Thoughts on the Hebrew Bible

For several years I've had a love-hate relationship with the Hebrew Bible. In my youth, I believed the 66 books of the protestant Bible to be the canon, the holy scriptures, the words of life. Later, I began to doubt the continuity between the Old and New Testaments (to use the Christian labels). The character of Yahweh and the character of Jesus seemed to be incommensurable, so the texts which support these two also have some measure of incommensurability.

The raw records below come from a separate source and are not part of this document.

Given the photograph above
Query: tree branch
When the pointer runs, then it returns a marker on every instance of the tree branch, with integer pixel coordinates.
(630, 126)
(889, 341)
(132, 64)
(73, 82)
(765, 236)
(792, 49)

To resolve this, for a while, I followed Pannenberg's lead and insisted that theology begin and end with Christ. Begin with Christ, move through the text in question using the starting point as interpretive locus, and then return to Christ to conclude. It seemed like a reasonable methodology. However, it's tantamount to taking a pair of scissors to the Hebrew texts and slicing out large sections. It reduces the Hebrew Bible to a Christian apocrypha: interesting to read and useful for exegesis or comparison, but not authoritative for the Christian. As with anything apocryphal, there can be overlap and supporting sentiment; a Christian message could be found in it, but the link is, for want of a better word, accidental.

Perhaps the way to read it is to return to the initial assessment and reinterpret it. The Hebrew Bible does contain the words of life, but life isn't always divine or good. Life has good and evil, respite and suffering; and there is no booming voice of authority from the sky (or the pulpit) to identify which event is which. A man hears a voice that tells him to sacrifice his son... such is Abraham. A woman gets close enough to a foreign invader to drive a tent peg through his skull... such is Jael. A man hears a voice to lie on his side for a year, cooking his food on a fire fueled by dung... such is Ezekiel. A king kills one of his officers in order to sleep with his widow... such is David. A song is sung about the joy of smashing babies against rocks... such is Psalm 137. Who is to say which is good and which is evil? They are prompts for contemplation, they are accounts of what happens in life, but they aren't categorical imperatives.

Does this help the Hebrew Bible at all? Not really. It remains apocryphal, as a wisdom tradition, as a politicised and theocratised history of an ancient culture. It makes for good reading and good contemplation, but no more than that.